The Wrong Side of Goodbye(87)
“Holy shit! Abducted? Did you get him back?”
“It was a she, and yes, we got her back. But it was a long night and I’m just catching up. I think I’m going to be kind of busy for a few days. Can we do lunch or dinner this weekend or early next week?”
“Yeah, no worries. But how was she abducted?”
“Uh, it’s kind of a long story but he was a wanted guy and he sort of grabbed her before she grabbed him. But we got her back, he’s under arrest, and everything’s okay.”
He left the explanation short because he didn’t want her to know the details of what had happened to Bella Lourdes or that he had shot her abductor. That would make for a long conversation.
“Well, good. I guess, then, I’ll let you go back to sleep.”
“Did you have classes this morning?”
“Psychology and Spanish. I’m finished for the day.”
“That’s nice.”
“Uh, Dad?”
“Yeah.”
“I kind of also wanted to say I was sorry about what I said yesterday about the restaurant and everything. I didn’t know your reasons and it kind of sucked that I jumped on you. I’m really sorry.”
“Don’t worry about it, baby. You didn’t know and it’s all right.”
“So we’re cool?”
“We’re cool.”
“Love you, Dad. Now go to sleep.”
She laughed.
“What?”
“That’s what you used to say to me when I was little. ‘Love you, now go to sleep.’”
“I remember that.”
After disconnecting, Bosch pulled the bandanna back over his eyes and tried to go back to sleep.
And failed.
Twenty minutes into the effort, with the Death Cab guitar hook an earworm playing in his head, he gave up on finding the sleep trench again and got out of bed. He took another quick shower to refresh himself and headed back north to San Fernando.
The number of media trucks outside the police station had doubled since the week before when the Screen Cutter was just a wanted man. Now that he had been identified, had abducted one cop, and had been shot by another, the case was big news. Bosch went in the side door as usual and was able to escape notice from the reporters gathered in the front lobby. The department’s media officer was usually the captain, as part of his catchall duties, but Bosch assumed Trevino would not be the point man on a story he had played a significant part in. He suspected the media management on this story would fall to Sergeant Rosenberg, who was affable and telegenic in a cop sort of way. He looked like a cop and talked like a cop and that’s what the media wanted.
The detective bureau was deserted and that was the way Bosch needed it. After an event like that of the night before, people tended to want to talk. They’d gather around the desk and tell it from their point of view, listen to it from somebody else’s point of view. It was therapeutic. But Bosch didn’t want to talk. He wanted to work. He had to write what he knew would be a lengthy and detailed charging document that would be first scrutinized by his superiors in the department, then by multiple prosecutors with the District Attorney’s Office and then a defense lawyer and, eventually, even the media. He wanted focus, and the quiet detective bureau would be perfect.
Sisto wasn’t in the bureau but his presence was immediately felt. When Bosch got to his desk and dropped his car keys, he found four neat stacks of code inspection reports waiting for him. The young detective had come through.
Bosch sat down to work and almost immediately felt the weight of exhaustion settle onto him. He had not gotten enough rest after the events of the night before. His shoulder was aching from the impact of the curtain frame in Dockweiler’s fallout shelter, but where he was feeling it most was in his legs.

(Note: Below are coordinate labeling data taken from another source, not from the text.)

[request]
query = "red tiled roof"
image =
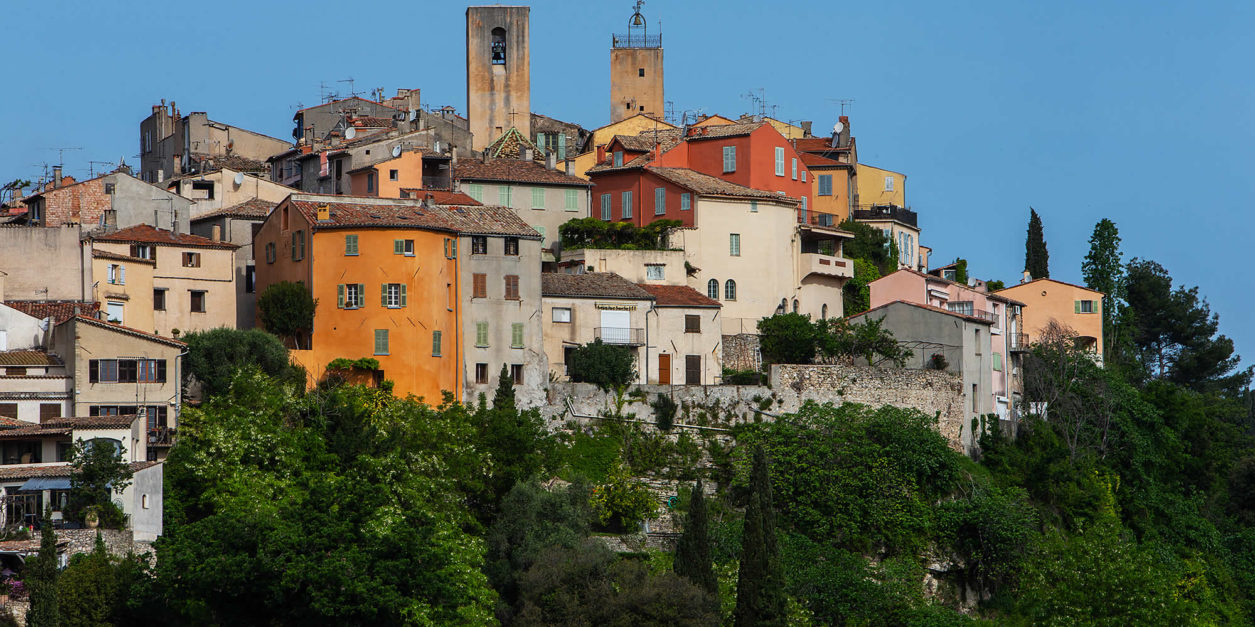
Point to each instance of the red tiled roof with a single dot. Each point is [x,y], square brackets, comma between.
[59,311]
[679,296]
[513,171]
[359,211]
[250,208]
[591,285]
[144,233]
[127,330]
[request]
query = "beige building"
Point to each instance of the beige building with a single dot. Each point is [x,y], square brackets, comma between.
[193,277]
[579,309]
[684,335]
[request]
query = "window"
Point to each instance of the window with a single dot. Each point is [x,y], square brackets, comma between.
[197,301]
[350,296]
[393,295]
[692,324]
[480,285]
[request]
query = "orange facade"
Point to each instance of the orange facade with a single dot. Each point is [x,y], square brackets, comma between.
[394,302]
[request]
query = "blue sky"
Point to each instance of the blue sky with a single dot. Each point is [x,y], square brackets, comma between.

That run back up the slope of the wash was the first time he had fired the pistons in a long time and he was sore and fatigued. He signed in to the computer, opened a blank document, and left it ready while he went down the hallway to the station’s kitchen.
On the way he passed the open door of the chief’s office and saw Valdez seated at his desk, the telephone to his ear. The snippet of conversation he heard was enough for Bosch to know the chief was talking to a reporter, saying that the department was not going to identify the officer who had been abducted, because she was the victim of a sexual assault. Bosch thought that in a department as small as San Fernando’s it would not take a good reporter more than a few calls to figure out who was being protected. That would result in reporters camped on the front lawn of Bella Lourdes’s house, unless her address was protected by being deeded in Taryn’s name.

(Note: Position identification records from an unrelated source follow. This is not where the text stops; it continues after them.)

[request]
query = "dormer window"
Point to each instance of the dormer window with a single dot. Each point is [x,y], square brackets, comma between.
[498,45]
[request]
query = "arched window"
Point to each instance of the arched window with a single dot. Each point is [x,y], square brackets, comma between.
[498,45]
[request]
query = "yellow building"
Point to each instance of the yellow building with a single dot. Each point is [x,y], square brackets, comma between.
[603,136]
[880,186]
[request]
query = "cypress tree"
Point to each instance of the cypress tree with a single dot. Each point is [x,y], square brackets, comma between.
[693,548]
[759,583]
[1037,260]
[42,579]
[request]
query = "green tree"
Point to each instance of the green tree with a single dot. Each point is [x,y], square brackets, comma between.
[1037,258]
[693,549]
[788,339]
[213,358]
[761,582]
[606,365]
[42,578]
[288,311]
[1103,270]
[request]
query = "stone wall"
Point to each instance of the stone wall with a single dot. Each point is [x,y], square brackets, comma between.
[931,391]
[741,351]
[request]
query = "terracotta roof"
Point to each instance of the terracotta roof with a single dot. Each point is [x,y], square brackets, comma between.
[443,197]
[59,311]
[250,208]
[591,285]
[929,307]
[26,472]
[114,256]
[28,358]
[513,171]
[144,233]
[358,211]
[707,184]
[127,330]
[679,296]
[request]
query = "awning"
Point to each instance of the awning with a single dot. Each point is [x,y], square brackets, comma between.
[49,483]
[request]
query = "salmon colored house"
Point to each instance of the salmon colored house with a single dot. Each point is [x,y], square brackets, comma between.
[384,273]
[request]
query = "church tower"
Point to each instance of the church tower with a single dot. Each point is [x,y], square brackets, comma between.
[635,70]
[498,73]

There was a fresh pot of coffee already brewed and Bosch poured two cups, leaving both black. On the way back to the bureau he stopped by the open door of the chief’s office and held one up as an offer. Valdez nodded and covered the phone to respond.
“Harry, you’re the man.”
Bosch stepped into the office and put the cup down on the desk.
“Knock ’em dead, Chief.”
Five minutes later Bosch was back in his cubicle and going through the inspection reports. It only took him an hour because once he became familiar with the form, he was able to quickly go through it and identify the street where each inspection took place. He was looking for the five streets where the known victims, including Beatriz Sahagun, lived. At the end of the hour he had placed Dockweiler on each victim’s street in the months before her assault or attempted assault. In two of the cases he had actually inspected the victim’s home as long as nine months earlier.